Subject: Re: Name for the set of characters legal in identifiers
From: Erik Naggum <erik@naggum.no>
Date: 14 Jan 2004 08:22:42 +0000
Newsgroups: comp.lang.lisp
Message-ID: <3283057362064279KL2065E@naggum.no>

* Russell Wallace
| Thanks for the explanation - okay, so basically any character _can_
| be part of a symbol... fair enough... my question is really about
| the English terminology, though.

  The terminology is really pretty simple, but you have to look at it
  from the right angle.  In languages that require identifiers to be
  made up of particular characters, there is obviously a name for the
  character set, but in a language that goes out of its way to make it
  possible to use absolutely any character you want, there are only
  names for those characters that need special treatment to become
  part of a symbol name because their "normal" function is not to.

| Whereas if you write...
| 
|  (defun )(')( ...)
| 
| That won't work; (, ) and ' are "punctuation" (?) and normally
| recognized by the reader as special characters.
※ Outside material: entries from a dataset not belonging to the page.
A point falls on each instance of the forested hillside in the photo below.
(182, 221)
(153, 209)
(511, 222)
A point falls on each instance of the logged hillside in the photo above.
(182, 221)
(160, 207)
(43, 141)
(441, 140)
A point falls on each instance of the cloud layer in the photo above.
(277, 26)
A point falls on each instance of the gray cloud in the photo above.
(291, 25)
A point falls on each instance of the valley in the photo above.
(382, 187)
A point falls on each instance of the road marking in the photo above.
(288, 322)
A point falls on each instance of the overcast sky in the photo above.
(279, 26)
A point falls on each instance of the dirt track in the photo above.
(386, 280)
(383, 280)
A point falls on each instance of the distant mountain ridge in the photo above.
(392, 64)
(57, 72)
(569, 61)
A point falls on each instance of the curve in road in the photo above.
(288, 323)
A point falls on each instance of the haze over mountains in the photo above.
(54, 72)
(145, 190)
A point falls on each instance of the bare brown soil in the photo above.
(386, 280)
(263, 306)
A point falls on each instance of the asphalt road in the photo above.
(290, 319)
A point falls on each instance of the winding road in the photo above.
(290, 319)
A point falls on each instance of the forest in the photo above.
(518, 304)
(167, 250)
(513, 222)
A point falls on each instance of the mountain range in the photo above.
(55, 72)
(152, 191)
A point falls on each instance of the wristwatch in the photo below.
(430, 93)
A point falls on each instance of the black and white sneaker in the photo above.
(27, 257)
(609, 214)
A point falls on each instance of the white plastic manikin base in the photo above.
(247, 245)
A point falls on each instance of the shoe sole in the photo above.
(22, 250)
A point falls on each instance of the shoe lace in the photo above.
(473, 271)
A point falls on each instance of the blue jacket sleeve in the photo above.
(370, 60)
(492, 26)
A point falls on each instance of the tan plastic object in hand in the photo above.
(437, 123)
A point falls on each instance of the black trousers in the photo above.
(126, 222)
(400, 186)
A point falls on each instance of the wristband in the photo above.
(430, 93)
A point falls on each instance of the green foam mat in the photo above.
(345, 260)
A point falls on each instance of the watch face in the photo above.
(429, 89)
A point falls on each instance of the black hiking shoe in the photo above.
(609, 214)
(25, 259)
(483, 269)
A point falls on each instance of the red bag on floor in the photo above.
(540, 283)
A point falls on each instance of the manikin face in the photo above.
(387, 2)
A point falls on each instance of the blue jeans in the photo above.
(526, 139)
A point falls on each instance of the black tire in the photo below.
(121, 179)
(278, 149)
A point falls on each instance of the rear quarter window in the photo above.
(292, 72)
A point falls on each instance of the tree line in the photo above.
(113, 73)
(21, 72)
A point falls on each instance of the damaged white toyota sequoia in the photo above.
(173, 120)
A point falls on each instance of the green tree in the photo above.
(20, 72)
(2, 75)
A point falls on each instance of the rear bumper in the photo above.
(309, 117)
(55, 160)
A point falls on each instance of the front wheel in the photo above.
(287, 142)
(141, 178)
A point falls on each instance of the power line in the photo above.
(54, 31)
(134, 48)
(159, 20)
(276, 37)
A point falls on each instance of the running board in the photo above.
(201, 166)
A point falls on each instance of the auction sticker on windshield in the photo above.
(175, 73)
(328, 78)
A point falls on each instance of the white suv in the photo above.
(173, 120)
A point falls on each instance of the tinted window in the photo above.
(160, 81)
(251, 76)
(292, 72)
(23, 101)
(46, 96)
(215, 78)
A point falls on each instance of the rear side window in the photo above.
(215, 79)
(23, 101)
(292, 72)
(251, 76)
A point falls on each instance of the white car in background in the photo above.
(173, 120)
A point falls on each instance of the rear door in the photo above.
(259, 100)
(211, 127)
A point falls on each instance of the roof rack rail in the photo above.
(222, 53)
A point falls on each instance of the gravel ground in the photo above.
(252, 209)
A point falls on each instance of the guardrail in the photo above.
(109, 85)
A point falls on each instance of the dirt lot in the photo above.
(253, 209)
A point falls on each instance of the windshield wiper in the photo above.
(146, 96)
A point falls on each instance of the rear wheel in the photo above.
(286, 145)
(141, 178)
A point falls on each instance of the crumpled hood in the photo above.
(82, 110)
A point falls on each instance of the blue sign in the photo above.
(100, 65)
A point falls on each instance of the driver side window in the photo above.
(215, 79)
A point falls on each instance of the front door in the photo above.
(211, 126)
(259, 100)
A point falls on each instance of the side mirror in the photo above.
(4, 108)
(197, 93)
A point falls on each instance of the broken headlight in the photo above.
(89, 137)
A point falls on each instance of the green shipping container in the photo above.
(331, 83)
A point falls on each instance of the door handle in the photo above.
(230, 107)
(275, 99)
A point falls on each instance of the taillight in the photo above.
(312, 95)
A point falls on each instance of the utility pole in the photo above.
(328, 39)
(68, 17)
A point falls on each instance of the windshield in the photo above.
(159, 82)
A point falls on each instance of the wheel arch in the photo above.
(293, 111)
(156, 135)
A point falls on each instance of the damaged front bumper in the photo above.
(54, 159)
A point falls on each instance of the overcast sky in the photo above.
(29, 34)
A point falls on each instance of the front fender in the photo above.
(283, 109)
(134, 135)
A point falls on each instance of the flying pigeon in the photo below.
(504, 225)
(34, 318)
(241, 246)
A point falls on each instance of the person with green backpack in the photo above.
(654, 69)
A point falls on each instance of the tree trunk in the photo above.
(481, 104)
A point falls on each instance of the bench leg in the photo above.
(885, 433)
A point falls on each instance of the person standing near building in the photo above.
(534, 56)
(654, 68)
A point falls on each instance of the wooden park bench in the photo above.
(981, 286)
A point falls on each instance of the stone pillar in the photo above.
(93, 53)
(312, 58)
  Well, they are known as "macro characters".  The important thing is
  that the set of macro characters is not defined by the language, but
  by the readtable in effect when the Common Lisp reader processes
  your source.  There is a standard readtable, however, and one would
  have to say "unescaped terminating macro characters in the standard
  readtable" or another phrasing that tries to hide the obvious anal
  retentiveness to really speak about the characters that will not be
  part of a symbol name unless you have changed the rules.  There is
  nothing particularly special about any of these macro characters.
  There are some restrictions on what the readtable can do and how the
  reader collects characters into symbol names.  If you really insist,
  calling them "constituent characters" will help, but realize that
  this property is a result of falling through every other test --
  unless it is escaped, in which case it wins its constituency right
  away.  (There's an awful pun waiting to happen here, about Iowa, but
  I'll ignore the temptation.)

| (I'm talking about the normal case, not what you can persuade the
| reader, interner or whatever to do if you try hard enough :))

  While this may seem reasonable from the angle you chose to look at
  this problem, it is the a priori reasonability of the position that
  has produced your problem.  It is in fact unreasonable to approach
  Common Lisp from this angle.  The problem does not exist.  This

  (defun |)(')(| ...)

  is in fact fully valid Common Lisp code.  You cannot define away the
  solution to the problem and insist that you still have a problem in
  need of an answer.

| So there's "whitespace", "punctuation" and... what's the third
| category called? Not "alphanumeric"... "constituent characters"?

  I have to zoom out and ask you what you would do with the elusive
  name for this category.  If I guess correctly at your intentions, I
  would perhaps have said that "any character can be part of a symbol
  name, but most macro characters need to be escaped to prevent them
  from having their macro function".  (The important exception is #,
  the only non-terminating macro character in the standard readtable,
  meaning that #xF will be interpreted as hexadecimal number, but F#x
  is a three-character-long symbol name with a # in it.)

  Unless you have a simple need that can be resolved by a nice, vague
  explanation that only informs your reader that Common Lisp is a lot
  different from languages that require particular characters in the
  names of identifiers/symbols, I think Chapter 23 in the standard, on
  the Common Lisp Reader, would be a really good suggestion right now.

  Yeah, I'm back allright, with undesirably high levels of precision,
  scaring away frail newbies from day one.  Maybe I'll go hibernate.

-- 
Erik Naggum | Oslo, Norway

Act from reason, and failure makes you rethink and study harder.
Act from faith, and failure makes you blame someone and push harder.